In January, for example, the Fairfax Board of Supervisors agreed to a $2 million settlement with the family of Dr. Salvatore Culosi, an unarmed optometrist who was killed by a Fairfax SWAT team during a 2006 gambling raid.

Court documents debunked Officer Deval Bullock's version of events -- that his .45-caliber automatic pistol accidentally discharged after the door of his police car bumped his elbow -- because the spent cartridge was found halfway between the vehicle and Culosi's body.

Did the officer lie, I asked? "Absolutely," Beltrante says.

Another $1.5 million out-of-court settlement was paid to the family of Ashley McIntosh, a 33-year-old teacher who was killed by another Fairfax police officer who ran a red light with no warning lights or sirens on.

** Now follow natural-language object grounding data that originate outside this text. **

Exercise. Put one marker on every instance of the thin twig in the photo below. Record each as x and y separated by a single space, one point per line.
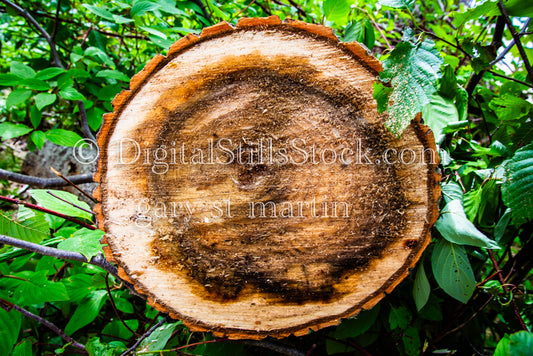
48 211
506 290
8 306
44 182
516 38
144 336
114 306
42 31
70 203
60 175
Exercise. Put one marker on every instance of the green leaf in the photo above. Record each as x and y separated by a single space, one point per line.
517 344
139 8
398 4
10 323
69 93
336 11
455 227
35 116
159 338
413 70
9 130
35 84
517 192
84 241
452 270
44 99
63 137
357 325
381 94
17 97
86 311
399 317
38 289
22 70
49 73
50 202
9 79
438 114
411 341
113 74
38 137
421 288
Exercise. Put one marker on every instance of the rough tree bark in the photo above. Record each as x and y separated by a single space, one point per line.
249 187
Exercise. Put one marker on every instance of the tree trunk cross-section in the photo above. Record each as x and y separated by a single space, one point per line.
248 185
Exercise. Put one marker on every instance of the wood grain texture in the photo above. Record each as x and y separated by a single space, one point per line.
249 187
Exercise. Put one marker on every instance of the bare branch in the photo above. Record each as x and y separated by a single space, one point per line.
144 336
44 182
8 306
48 211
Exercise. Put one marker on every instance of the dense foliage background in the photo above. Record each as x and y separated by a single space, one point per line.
465 65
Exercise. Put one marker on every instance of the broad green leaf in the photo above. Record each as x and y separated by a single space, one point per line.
63 137
357 325
86 311
113 74
38 138
38 289
159 338
44 99
509 107
35 84
22 70
9 130
455 227
336 11
17 97
35 116
50 202
29 228
10 323
411 341
517 188
398 4
84 241
421 288
452 270
438 114
399 317
139 8
517 344
49 73
413 70
9 79
69 93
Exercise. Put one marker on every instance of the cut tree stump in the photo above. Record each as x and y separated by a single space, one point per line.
248 185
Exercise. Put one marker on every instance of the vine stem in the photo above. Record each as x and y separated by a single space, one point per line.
506 290
48 211
10 306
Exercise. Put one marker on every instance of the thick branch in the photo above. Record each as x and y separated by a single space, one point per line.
8 306
42 31
44 182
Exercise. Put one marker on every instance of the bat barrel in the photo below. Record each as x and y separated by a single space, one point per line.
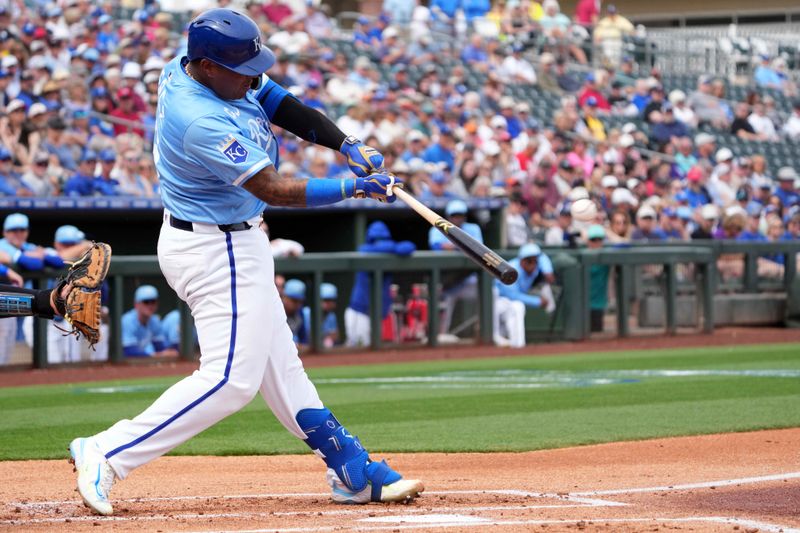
509 275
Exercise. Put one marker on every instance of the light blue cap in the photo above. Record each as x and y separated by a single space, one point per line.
16 221
145 292
596 231
456 207
328 291
294 288
529 250
69 235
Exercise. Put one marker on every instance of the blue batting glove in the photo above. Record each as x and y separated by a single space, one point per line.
362 159
378 187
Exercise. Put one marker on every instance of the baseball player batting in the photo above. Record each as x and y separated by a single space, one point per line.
217 161
76 297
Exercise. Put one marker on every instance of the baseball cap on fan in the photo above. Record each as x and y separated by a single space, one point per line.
144 293
16 221
69 235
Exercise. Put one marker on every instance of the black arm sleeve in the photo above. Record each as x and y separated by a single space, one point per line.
307 123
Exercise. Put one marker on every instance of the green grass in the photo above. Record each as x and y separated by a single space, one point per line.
500 404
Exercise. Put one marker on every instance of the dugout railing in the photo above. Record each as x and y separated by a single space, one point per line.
572 270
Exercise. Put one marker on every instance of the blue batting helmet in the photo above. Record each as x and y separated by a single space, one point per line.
229 39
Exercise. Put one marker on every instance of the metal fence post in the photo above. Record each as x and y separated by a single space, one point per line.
187 331
433 307
39 336
486 286
115 346
376 307
671 294
316 314
708 295
623 305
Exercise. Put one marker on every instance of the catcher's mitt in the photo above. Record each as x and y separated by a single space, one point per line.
81 307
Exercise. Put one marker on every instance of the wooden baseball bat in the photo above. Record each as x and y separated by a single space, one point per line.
480 254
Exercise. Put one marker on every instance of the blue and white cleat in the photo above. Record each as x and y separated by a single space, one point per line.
384 485
95 475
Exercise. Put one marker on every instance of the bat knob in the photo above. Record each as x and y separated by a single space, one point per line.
509 276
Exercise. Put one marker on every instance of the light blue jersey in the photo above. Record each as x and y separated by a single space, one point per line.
139 339
436 238
209 147
13 251
171 328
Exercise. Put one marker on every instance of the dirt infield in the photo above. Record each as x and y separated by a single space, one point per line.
142 369
741 481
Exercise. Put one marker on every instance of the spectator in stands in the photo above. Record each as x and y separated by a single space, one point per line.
762 125
741 126
56 144
590 90
705 145
171 330
566 80
532 289
620 230
696 194
474 54
652 111
37 179
298 315
517 230
647 228
127 112
589 115
766 76
402 10
546 75
791 128
707 107
682 111
515 68
356 316
786 191
674 225
684 155
610 32
587 13
330 324
667 130
705 225
142 334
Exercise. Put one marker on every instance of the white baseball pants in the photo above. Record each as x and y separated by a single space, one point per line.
510 316
357 328
227 279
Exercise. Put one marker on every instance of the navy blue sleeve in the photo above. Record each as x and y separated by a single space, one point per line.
404 248
30 263
134 351
270 95
53 261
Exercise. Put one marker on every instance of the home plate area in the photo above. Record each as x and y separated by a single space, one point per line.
640 509
742 482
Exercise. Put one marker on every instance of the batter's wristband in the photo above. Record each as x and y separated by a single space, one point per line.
324 191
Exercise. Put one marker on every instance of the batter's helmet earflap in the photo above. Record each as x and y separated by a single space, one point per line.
231 40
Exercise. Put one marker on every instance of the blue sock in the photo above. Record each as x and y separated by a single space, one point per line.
340 450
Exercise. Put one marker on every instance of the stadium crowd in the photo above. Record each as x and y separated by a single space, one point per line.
78 88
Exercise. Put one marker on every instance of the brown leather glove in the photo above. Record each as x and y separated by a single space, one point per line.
81 308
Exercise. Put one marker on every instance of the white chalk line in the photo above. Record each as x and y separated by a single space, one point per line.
501 492
763 526
576 499
689 486
371 510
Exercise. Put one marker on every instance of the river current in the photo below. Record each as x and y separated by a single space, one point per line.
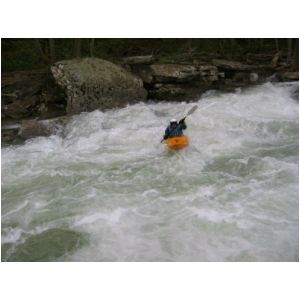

"I am pro-police," Beltrante told The Examiner. "I have police blood in me. Ninety-nine percent of police officers are wonderful, but every police department has that 1 percent that taints its image. The era of the police policing the police has ended."

Beltrante wants the county to set up a civilian review board to monitor police activity, but such boards have been used in the past by people with political axes to grind. And Fairfax County already has a civilian review board. It's called the Board of Supervisors.

However, supervisors have not been doing their job, perhaps because the Police Association of Fairfax County is a major campaign donor to both Democrats and Republicans on the board.

And Virginia's FOIA law, which makes release of police reports optional rather than mandatory, needs to be strengthened.

Beltrante says that since 1942, "Fairfax County is the only jurisdiction in the United States in which no police officers have ever been charged with misconduct after a shooting death." How does this happen without ongoing coverups at the top levels of county government?

On March 29, Police Chief David Rohrer and County Attorney Tony Griffith insulted the public's intelligence by suggesting that an auditor who reports directly to them be in charge of reviewing all police misconduct complaints. The board's public safety committee, which meets June 14, should reject this "solution" out of hand.

So should voters. Supervisors who don't supervise don't belong on the board.

Barbara F. Hollingsworth is The Examiner's local opinion editor.